On Behalf of | May 29, 2024 | Chapter 7 Bankruptcy

People who have more debts than income may recognize that they need to take steps to get their finances under control. One of these options is that they may opt to file for bankruptcy. Consumers typically have to decide if they’ll file for Chapter 7 or 13, both of which can address those debts to a certain extent.

In order to qualify for a Chapter 7 bankruptcy, a filer has to meet the requirements of the means test, which means that they don’t earn much income and can’t reasonably be expected to repay their debts any time soon.

What happens to debts in a Chapter 7 bankruptcy?

Chapter 7 bankruptcy is known as the liquidation bankruptcy because a filer’s non-exempt assets can be seized and liquidated by the bankruptcy trustee to repay as much of their debts as possible. In reality, it’s up to the trustee to determine if the process of liquidating available assets is worth the court’s time. In the vast majority of cases, a person who qualifies for Chapter 7 bankruptcy won’t have enough assets to warrant liquidation.
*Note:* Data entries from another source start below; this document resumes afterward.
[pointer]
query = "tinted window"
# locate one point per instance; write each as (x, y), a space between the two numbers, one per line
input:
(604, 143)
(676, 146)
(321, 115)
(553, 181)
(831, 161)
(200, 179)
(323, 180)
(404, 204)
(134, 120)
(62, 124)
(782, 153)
What assets are exempt from the process?

North Carolina requires filers in this state to use state-level exemptions. There’s no ability to choose to file using federal exemptions. Some of the more common exemptions in North Carolina include:

  • Unpaid wages backdated two months
  • Up to $35,000 in home equity, but it may increase to $60,000 in some cases
  • Up to $7,000 in personal property
  • Up to $3,500 in vehicle equity
  • Up to $500 in wildcard exemptions, but may increase to $5,000 if part of the homestead exemption is applied here
  • The entirety of a retirement plan
  • Life insurance policies if the filer’s child or spouse is the beneficiary
  • Up to $25,000 in college savings accounts

Anyone who’s considering filing for bankruptcy should explore how these exemptions may impact them. Working with a legal representative who can assist with this is beneficial so they can learn as much as possible about the entire process, including whether any of their property will be reasonably at risk of sale in the event that they file for Chapter 7 bankruptcy.